Mémoire des universités


 

Nul besoin de rappeler à quel point le régime national-socialiste a bouleversé l'histoire allemande, franco-allemande, européenne et mondiale. Ses atrocités et ses victimes ne seront jamais oubliées et font partie de la conscience historique européenne. De nos jours, on trouve toujours beaucoup d'édifices qui témoignent de cette histoire douloureuse.

 

 

Que faire des pierres nationales-socialistes?

 

Sous quelque forme que ce soit, beaucoup de ces endroits sont devenus des lieux de mémoire. C’est également le cas en ce qui concerne les bâtiments universitaires. En Allemagne, pour des raisons pratiques, d'anciens édifices national-socialistes ont été ont été intégrés dans des campus universitaires modernes. Retour sur l'histoire de deux de ces bâtiments et sur les enjeux de l'intégration de cette sombre histoire dans le présent.  

 

Bâtiment principal de l'Université de Francfort, ancien siège de l'IG-Farben
Bâtiment principal de l'Université de Francfort, ancien siège de l'IG-Farben

Le bâtiment principal du « Campus Westend » de la Johann Wolfgang Goethe-Universität à Francfort sur le Main et le « ZF-Campus » de la Zeppelin-Universität à Friedrichshafen sont aujourd'hui connus pour leurs architectures singulières. Ce qu'ils ont en commun, c'est leur passé national-socialiste. Construit par Hans Poelzig en 1930, le bâtiment principal du « Campus Westend » de l’université qui porte le nom du plus grand poète allemand fut sous le régime national-socialiste le siège de l'entreprise IG-Farben.
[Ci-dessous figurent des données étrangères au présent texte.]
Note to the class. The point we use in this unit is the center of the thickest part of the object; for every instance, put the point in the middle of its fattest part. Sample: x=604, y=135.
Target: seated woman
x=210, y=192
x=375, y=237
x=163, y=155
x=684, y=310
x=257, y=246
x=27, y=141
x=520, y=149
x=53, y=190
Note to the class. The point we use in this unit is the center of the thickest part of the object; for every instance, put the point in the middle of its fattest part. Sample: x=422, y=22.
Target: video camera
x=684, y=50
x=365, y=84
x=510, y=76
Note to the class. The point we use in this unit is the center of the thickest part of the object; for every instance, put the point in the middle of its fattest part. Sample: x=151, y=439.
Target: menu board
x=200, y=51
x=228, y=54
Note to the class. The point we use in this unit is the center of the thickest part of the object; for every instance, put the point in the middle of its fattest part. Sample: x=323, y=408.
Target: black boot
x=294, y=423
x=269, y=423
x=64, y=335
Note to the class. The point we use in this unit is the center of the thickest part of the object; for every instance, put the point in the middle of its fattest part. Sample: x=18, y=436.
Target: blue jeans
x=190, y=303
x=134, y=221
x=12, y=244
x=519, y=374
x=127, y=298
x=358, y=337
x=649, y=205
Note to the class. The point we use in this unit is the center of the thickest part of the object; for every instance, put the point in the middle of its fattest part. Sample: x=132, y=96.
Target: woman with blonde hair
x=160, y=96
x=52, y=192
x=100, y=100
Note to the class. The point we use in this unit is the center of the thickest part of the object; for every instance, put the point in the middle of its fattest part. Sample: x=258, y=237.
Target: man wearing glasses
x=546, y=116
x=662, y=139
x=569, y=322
Cette dernière a collaboré avec le pouvoir autoritaire, notamment en produisant le gaz utilisé dans les chambres à gaz des camps de concentration. Le « ZF-Campus » au bord du lac de Constance fut une caserne à canons antiaériens pendant le IIIe Reich et a servi à la défense des attaques aériennes des Alliés pendant la Seconde Guerre mondiale.

 

Ce sont donc deux édifices qui ont été activement impliqués dans la Deuxième guerre mondiale ou dans le projet national-socialiste d'extermination des Juifs. Comment justifier le remploi de ces lieux au passé funeste ? 

 

Zeppelinuniversität Friedrichshafen, ancienne caserne à canons antiaériens
Zeppelinuniversität Friedrichshafen, ancienne caserne à canons antiaériens

Si l'on pense à la notion d'université aujourd’hui, on la relie à des concepts: d’engagement, de liberté et de responsabilité. On suppose qu'elle transmet des connaissances objectives, des valeurs qui permettent à chaque individu de développer une opinion et une conscience individuelle. Ceci est nécessaire pour prendre position, autrement dit pour s'engager. S'engager contre toute forme d’oppression et pour la liberté de chaque individu. Une oppression qui se cristallisait surtout à l'université de Francfort, haut-lieu des autodafés du 10 mai 1933. L'université comme institution s'oppose par essence aux valeurs du régime national-socialiste en devenant un lieu de mémoire.  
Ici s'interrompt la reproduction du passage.